From the Richmond Examiner, 3/14/1863

CONFEDERATE STATES PRISON ITEMS. – On Wednesday night the prisoners captured at Fairfax Court House by Captain Mosby, arrived at the Libby prison from Gordonsville, forwarded by Major Boyle. – The jewel of all was Brigadier General E. H. Stoughton, second brigade, Casey's division, an exceedingly handsome man, and a native of Vermont. He is one of those who, at the beginning of the war, took out contracts for pulverizing the South in six months. His next companions seemed to be R. Wardena, a reputed Austrian Baron, and Captain A. Barker, company L, 5th New York cavalry. The other prisoners, thirty in number, were all cavalrymen of the 18th Pennsylvania and 1st Ohio cavalry, and George Wenstright, the telegraph operator at Fairfax.

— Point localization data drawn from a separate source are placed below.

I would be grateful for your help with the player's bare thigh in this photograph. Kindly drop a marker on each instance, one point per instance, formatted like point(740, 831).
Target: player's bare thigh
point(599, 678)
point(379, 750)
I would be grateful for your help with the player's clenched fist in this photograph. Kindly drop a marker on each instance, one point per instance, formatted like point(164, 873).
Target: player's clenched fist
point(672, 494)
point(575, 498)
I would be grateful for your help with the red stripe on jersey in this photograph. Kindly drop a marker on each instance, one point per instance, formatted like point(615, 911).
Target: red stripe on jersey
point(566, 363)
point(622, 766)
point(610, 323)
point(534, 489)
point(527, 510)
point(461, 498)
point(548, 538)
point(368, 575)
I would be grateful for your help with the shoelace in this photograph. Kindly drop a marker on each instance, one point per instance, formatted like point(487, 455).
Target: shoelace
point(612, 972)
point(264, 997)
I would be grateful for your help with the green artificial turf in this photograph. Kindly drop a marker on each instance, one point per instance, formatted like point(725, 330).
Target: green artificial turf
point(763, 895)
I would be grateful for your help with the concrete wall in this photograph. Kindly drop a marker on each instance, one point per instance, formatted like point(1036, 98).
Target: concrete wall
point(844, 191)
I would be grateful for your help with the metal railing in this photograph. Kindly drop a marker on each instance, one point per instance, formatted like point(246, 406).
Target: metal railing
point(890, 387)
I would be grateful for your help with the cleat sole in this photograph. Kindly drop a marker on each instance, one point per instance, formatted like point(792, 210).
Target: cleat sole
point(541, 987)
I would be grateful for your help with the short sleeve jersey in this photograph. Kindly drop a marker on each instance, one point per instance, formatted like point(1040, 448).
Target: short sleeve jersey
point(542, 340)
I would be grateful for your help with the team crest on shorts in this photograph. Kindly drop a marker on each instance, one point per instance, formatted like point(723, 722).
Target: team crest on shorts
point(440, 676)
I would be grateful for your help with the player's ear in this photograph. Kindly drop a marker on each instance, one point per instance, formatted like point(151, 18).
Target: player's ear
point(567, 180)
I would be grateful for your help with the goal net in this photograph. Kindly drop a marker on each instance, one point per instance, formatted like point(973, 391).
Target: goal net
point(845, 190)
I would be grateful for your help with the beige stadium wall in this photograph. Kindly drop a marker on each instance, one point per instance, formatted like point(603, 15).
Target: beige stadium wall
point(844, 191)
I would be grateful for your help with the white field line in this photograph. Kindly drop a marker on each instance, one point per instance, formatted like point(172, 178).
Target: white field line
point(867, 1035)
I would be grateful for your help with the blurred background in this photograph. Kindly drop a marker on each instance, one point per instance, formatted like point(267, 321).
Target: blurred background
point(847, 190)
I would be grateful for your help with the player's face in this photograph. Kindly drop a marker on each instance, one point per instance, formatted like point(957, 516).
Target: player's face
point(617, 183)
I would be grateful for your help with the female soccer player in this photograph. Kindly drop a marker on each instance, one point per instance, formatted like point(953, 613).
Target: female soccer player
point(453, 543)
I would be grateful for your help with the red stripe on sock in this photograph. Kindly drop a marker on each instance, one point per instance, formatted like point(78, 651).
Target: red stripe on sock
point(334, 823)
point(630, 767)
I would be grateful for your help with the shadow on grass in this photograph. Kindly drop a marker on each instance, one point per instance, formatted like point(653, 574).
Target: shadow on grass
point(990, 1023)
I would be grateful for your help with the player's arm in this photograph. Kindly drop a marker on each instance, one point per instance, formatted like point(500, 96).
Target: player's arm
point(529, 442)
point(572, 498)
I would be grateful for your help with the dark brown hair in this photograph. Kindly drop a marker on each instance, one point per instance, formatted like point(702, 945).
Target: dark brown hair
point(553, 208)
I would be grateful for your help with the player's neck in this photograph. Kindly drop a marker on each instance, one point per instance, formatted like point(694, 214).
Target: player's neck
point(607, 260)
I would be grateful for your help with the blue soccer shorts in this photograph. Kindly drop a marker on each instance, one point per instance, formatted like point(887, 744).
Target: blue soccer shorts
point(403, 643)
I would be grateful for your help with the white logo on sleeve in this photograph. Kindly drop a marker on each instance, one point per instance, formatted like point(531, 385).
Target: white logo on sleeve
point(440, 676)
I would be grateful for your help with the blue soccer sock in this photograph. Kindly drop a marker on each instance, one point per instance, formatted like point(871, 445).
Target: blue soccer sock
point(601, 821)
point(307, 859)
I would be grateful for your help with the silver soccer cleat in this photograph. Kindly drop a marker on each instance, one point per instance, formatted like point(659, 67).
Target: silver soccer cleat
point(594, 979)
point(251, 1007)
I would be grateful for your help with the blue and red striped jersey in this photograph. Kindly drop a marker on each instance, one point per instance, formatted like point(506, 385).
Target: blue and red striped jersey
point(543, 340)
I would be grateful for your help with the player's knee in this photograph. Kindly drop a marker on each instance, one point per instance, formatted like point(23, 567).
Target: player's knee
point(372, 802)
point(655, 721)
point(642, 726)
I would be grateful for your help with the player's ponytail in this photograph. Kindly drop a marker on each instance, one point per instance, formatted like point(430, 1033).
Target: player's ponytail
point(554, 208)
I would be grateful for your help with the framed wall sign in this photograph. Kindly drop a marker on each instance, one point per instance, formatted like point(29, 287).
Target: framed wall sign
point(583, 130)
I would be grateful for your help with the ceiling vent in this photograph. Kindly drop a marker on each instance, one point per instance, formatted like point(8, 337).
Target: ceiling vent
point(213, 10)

A ludicrous instance is related of Captain Mosby's capture of the Brigadier. He was in bed, and the Captain hurrying to his room in the dark, shook him by the shoulder with a "come, get up quick, I want you." 'Do you know who I am?' growled the brigadier, thinking the intruder one of his own men; "I will have you arrested, sir." "Did you ever hear of Mosby?" retorted that individual. "Yes, have you caught the damned rascal?" he sitting himself on an end in bed, "No, but he has got you," was the retort in the dark. "Come along, or you are a dead man." The Yankee Brigadier wilted, and being put astraddle a horse, was galloped into the Confederate line.

[later in the same paper]

From the Richmond Examiner, 3/14/1863

DISTINGUISHED HOTEL ARRIVALS. – On the reception at the Libby prison on Wednesday evening, of the prisoners sent from Gordonsville, it was found that the list accompanying them did not tally with either their number or rank. In fact, Brigadier General Stoughton, Baron Wardena, Captain Barker, and a servant, were non set, and answered no to the call of the roll. The commandant of the prison, suspecting that Lieutenant McClellan, of General Fitzhugh Lee's cavalry, who came down in charge of the prisoners, had given the distinguished prisoners a choice of the Richmond hotels for the night, dispatched Captain Bossieux, with a file of men, to the Ballard House, where, sure enough, they were found, in bed, the distinguished prisoners occupying room No. 95, and Lieutenant McClellan No. 89, sleeping with one eye open. Captain Bossieux demanded that the prisoners at once change their quarters from the Ballard House to the Hotel de Libby, but Lieutenant McClellan would not deliver the prisoners except upon a regular order from General Winder. Captain Bossieux returned, and reporting to his superior, who is an acting Provost Marshal, that official repaired in person to the hotel, with a sufficient guard, and compelled a "change of base" on the part of the Brigadier and his friends from the Ballard to the Libby at the dead hour of midnight.